Tassa sanitaria sui vecchi frontalieri. Bertolaso: una giusta compensazione

La valutazione dell’assessore regionale al welfare che dovrà stabilire l’ammontare dell’aliquota ha sollevato critiche

Tassa sanitaria sui vecchi frontalieri. Bertolaso: una giusta compensazione
Tassa sanitaria sui vecchi frontalieri. Bertolaso: una giusta compensazione

Non piace quasi a nessuno la “tassa sanitaria” sui vecchi frontalieri: non ai diretti interessati che ne farebbero volentieri a meno visto che costerà loro fino a 2mila euro l’anno, non ai sindacati di categoria e anche i sindaci dei paesi dell’area di confine sono parecchio scettici, come i medici e gli operatori sanitari scettici sul fatto che la nuova gabella, una volta raccolta, finisca davvero a loro. C’è un’unica eccezione, l’assessore al Welfare di Regione Lombardia Guido Bertolaso che ieri mattina, rispondendo in Consiglio regionale, ha definito la nuova tassa una "Giusta compensazione". Del resto toccherà proprio a lui, insieme al governatore Fontana, stabilire l’esatto ammontare dell’aliquota.

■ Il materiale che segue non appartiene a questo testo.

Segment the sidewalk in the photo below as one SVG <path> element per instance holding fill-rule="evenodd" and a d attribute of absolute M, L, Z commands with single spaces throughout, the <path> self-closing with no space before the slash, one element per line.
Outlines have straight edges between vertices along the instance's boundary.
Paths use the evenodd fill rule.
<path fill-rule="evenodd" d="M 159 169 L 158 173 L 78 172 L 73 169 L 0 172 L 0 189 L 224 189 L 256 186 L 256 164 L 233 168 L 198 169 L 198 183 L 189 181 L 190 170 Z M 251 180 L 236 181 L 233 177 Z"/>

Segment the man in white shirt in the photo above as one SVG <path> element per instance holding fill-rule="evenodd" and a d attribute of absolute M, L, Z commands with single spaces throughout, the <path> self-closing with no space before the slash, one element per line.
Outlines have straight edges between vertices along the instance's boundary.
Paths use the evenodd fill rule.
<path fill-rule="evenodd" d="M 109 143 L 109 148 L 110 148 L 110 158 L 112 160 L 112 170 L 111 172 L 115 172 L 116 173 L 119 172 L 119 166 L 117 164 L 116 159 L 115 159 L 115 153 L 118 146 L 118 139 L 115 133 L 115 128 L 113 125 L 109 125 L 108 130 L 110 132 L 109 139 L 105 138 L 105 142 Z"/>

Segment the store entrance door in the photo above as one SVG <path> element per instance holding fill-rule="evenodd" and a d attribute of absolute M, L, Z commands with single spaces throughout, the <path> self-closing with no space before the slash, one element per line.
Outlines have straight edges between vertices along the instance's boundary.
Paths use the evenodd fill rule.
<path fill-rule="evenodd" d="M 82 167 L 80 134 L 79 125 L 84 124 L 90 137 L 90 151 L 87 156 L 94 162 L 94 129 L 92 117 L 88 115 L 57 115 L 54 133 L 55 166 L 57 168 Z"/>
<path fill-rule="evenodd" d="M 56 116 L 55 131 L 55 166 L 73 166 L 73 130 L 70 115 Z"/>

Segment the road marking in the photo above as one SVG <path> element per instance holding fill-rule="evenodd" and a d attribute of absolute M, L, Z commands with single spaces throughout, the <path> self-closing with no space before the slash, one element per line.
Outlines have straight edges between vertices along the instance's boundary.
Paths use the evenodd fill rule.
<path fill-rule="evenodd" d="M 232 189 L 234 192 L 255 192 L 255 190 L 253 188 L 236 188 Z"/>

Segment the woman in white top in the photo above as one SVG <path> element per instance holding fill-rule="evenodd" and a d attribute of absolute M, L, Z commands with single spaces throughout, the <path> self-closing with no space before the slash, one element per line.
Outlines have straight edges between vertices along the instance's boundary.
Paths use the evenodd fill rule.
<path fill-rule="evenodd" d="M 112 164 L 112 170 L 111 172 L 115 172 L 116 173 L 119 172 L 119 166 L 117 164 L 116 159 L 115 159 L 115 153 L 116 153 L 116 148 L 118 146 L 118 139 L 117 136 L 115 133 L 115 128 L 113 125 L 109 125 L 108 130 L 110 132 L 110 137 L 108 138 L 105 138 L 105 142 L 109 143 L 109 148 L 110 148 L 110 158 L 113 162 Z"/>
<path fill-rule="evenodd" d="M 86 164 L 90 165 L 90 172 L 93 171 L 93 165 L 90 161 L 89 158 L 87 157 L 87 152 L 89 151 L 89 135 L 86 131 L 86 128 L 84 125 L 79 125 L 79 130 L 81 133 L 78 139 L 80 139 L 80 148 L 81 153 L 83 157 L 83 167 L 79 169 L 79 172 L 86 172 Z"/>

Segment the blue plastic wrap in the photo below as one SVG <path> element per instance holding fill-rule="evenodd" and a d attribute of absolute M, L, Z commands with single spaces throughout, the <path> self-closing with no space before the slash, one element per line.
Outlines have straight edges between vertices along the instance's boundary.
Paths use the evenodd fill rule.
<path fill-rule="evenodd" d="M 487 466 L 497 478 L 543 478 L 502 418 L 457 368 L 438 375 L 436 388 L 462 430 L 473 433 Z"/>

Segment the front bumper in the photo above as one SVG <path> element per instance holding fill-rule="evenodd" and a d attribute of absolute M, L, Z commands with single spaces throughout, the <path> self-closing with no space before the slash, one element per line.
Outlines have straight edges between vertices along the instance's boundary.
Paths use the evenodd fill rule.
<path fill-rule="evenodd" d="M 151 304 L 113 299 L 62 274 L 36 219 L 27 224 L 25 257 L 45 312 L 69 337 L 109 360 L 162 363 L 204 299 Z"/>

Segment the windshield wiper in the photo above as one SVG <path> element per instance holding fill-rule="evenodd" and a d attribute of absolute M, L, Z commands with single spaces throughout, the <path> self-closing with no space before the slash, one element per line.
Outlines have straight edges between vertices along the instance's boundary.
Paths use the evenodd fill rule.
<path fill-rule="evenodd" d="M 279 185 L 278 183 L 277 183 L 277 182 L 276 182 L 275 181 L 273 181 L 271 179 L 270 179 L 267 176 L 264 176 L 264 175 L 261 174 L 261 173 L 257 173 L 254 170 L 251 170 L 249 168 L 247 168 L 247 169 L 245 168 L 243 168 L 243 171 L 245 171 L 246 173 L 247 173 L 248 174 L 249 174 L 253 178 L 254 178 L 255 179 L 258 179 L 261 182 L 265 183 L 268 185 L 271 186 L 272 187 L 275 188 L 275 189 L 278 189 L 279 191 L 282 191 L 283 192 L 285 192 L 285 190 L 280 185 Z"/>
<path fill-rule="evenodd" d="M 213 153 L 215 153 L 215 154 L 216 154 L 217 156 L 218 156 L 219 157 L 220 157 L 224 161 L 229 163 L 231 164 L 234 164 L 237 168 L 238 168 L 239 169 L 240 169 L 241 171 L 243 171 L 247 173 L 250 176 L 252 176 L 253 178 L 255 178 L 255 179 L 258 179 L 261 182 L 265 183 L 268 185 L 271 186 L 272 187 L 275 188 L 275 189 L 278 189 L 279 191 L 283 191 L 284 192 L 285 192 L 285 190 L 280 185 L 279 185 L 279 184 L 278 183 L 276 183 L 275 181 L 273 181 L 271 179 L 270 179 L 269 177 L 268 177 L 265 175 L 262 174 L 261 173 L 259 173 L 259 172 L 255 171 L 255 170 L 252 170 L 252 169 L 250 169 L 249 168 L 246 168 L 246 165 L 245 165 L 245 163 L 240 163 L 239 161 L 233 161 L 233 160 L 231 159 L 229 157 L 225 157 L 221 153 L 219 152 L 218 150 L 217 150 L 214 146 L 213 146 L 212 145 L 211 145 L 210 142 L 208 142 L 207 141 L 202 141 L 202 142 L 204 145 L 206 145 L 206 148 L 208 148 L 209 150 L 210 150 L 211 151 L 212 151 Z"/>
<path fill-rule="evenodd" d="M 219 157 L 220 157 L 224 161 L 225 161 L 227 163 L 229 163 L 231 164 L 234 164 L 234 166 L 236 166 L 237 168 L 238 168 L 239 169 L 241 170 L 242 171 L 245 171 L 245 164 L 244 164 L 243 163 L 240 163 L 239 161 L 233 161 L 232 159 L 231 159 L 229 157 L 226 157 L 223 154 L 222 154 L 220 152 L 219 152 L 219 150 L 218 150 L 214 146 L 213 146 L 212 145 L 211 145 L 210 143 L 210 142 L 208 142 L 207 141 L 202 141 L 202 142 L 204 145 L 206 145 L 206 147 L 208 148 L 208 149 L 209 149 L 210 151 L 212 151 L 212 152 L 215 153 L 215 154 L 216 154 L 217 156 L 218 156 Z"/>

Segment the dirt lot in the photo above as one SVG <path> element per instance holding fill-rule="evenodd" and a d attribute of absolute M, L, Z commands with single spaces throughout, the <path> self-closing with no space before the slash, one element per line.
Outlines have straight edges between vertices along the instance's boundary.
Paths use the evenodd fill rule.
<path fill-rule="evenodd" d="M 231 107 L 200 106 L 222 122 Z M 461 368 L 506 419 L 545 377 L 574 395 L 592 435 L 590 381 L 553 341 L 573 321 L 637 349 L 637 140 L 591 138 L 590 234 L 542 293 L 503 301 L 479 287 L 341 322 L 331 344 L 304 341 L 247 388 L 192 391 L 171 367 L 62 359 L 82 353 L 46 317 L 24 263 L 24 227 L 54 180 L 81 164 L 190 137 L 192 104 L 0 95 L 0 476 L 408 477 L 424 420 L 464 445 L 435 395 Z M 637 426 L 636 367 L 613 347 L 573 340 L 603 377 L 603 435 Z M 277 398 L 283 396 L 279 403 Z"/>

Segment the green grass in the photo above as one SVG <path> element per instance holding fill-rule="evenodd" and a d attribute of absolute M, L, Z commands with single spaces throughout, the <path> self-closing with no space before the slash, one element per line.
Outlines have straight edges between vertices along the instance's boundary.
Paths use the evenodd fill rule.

Per Bertolaso la nuova tassa sanitaria imposta ai vecchi frontalieri è una compensazione per gli investimenti in formazione persi con la fuoriuscita di personale sanitario verso la Svizzera. "Personale formato in Italia, a spese nostre – ha puntualizzato –. Si tratta di una legge dello Stato e noi intendiamo applicarla. È una norma più che giusta, più che sacrosanta". Affermazioni che hanno suscitato l’ira delle opposizioni. "Vediamo che Regione Lombardia sarà ben felice di mettere le mani nelle tasche di decine di migliaia di frontalieri che già versano milioni di euro all’anno di tasse che tornano all’Italia tramite il sistema dei ristorni – il commento del consigliere Pd, Angelo Orsenigo –. Sappiamo che la fuga di professionisti sanitari verso la Svizzera sta mettendo in crisi gli ospedali lombardi. Ma piuttosto che inserire misure strutturali di sostegno alla categoria con risorse proprie, la Regione preferisce procedere con una tassa calata dall’alto sulla pelle di altri lavoratori e senza nemmeno confrontarsi con i sindacati".

Le affermazioni dell’assessore al Welfare non sono piaciute neppure agli esponenti di M5s. "Bertolaso ha evidenziato il problema di medici e infermieri che dal pubblico fuggono dall’Italia – aggiunge Paola Pollini, consigliera regionale del M5s e membro della Commissione Speciale Italia- Svizzera –. Eppure l’assessore dovrebbe fare un mea culpa perché il sistema Sanitario Regionale è da anni che subisce un continuo smantellamento in favore del privato, penalizzando sia chi vi lavora che i cittadini che si vedono sempre meno servizi".